W miejscowości Brudzew w województwie wielkopolskim doszło 18 maja do ogromnej tragedii. Zginęły setki tysięcy pszczół. Najbardziej prawdopodobną przyczyną było zatrucie środkami chemicznymi. Śledztwo w tej sprawie wszczęła Prokuratura Rejonowa w Turku.
Wszczęto śledztwo
Informując o sprawie, rzecznik Prokuratury Okręgowej w Koninie, prof. Ewa Woźniak przekazała, że wszczęte zostało śledztwo w sprawie spowodowania znacznych zniszczeń w przyrodzie.

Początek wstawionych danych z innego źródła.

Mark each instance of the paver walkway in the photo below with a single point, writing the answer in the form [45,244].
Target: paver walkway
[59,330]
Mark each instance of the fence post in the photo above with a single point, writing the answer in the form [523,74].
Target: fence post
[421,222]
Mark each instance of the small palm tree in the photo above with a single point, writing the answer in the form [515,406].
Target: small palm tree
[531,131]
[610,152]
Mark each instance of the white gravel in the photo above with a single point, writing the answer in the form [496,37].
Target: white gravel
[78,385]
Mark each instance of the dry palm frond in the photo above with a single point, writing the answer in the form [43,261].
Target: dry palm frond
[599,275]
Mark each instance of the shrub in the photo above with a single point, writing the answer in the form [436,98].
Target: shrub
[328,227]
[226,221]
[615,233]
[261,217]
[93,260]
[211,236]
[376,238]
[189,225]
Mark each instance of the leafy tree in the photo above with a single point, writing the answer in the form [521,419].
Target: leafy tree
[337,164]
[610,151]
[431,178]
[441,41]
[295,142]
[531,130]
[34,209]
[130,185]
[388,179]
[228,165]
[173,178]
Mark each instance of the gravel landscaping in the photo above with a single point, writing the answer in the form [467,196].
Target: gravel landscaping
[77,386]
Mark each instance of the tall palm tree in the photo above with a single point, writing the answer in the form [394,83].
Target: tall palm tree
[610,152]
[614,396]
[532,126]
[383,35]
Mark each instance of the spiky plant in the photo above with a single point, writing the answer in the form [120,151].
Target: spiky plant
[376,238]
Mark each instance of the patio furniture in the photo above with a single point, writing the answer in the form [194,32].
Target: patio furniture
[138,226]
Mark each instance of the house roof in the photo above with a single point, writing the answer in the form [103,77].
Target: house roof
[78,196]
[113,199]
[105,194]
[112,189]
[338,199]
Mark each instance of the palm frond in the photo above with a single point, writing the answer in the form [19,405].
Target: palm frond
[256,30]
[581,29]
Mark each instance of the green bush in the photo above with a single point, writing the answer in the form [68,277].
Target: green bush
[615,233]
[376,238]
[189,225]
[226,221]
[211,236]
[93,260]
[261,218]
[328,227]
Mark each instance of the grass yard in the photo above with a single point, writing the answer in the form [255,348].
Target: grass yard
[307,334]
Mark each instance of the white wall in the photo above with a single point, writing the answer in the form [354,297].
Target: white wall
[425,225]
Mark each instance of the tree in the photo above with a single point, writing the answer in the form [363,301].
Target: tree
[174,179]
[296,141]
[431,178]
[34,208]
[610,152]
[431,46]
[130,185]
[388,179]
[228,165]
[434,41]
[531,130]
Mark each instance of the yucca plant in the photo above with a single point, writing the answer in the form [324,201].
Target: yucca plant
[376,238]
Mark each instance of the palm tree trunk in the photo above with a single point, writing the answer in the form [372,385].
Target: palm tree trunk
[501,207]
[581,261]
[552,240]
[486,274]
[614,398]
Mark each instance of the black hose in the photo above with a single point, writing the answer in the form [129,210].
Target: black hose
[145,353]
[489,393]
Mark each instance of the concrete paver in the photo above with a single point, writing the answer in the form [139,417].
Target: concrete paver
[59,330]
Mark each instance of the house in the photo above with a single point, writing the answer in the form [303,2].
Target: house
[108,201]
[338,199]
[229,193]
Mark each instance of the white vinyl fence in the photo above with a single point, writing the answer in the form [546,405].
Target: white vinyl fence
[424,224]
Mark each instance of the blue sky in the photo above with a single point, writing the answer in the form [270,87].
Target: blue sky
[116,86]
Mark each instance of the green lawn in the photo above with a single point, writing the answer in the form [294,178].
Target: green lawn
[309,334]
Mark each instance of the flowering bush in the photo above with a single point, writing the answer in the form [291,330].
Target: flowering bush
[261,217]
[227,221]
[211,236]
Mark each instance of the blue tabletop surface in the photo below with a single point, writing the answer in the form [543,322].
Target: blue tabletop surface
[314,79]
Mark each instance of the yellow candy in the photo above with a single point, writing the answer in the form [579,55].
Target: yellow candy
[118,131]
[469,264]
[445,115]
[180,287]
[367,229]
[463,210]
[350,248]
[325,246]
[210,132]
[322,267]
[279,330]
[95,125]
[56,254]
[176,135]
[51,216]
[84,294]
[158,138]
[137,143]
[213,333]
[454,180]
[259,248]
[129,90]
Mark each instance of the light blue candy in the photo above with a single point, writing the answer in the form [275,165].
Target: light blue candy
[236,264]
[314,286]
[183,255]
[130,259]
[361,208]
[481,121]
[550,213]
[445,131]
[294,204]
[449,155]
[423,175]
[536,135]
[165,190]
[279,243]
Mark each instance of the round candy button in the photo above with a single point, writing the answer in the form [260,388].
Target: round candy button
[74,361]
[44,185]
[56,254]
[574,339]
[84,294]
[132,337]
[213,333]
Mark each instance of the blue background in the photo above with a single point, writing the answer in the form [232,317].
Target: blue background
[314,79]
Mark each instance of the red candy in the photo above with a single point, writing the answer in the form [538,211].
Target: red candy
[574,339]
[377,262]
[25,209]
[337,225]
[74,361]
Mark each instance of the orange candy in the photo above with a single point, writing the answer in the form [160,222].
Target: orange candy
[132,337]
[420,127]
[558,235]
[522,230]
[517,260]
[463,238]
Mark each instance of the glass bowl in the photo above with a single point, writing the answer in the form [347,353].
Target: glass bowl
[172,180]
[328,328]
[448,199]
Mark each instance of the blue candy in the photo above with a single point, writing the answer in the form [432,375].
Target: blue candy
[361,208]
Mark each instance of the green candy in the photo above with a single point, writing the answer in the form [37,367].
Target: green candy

Prokurator przypomniała, że o sprawie zawiadomiła policję 18 maja prezes koła pszczelarskiego. Wokół uli, w których mieszkało 46 pszczelich rodzin, leżało mnóstwo martwych owadów z wysuniętymi języczkami. Jak dodała prokurator, to może świadczyć o zatruciu środkami chemicznymi.
Setki tysięcy martwych pszczół
Padła aż połowa pszczół z każdej rodziny, które liczą od 80 do 100 tys. pszczół. Co więcej, padły też pszczoły w innych pasiekach. Jeden z pszczelarzy miał stracić 90, inny 150 tys. pszczół.
W tym okresie owady zbierały nektar z pól rzepaku. Okazuje się, że 17 maja między godziną 11 a 16 opryskanych zostało aż 50 ha pól rzepaku, które znajdują się w pobliżu pasiek.
Traktorzysta, który wykonał oprysk, wskazał na mężczyznę, który dowiózł na miejsce środki ochrony roślin i zlecił wykonanie pracy. Dostawca środków przekonuje z kolei, że działał na zlecenie właściciela gospodarstwa.
Konieczne jest przeprowadzenie śledztwa, które ma wykazać kto odpowiada za wykonanie oprysku i tym samym zabicie setek tysięcy pszczół. Prof. Woźniak podkreśla, że to właśnie oprysk jest najbardziej prawdopodobnym powodem śmierci owadów.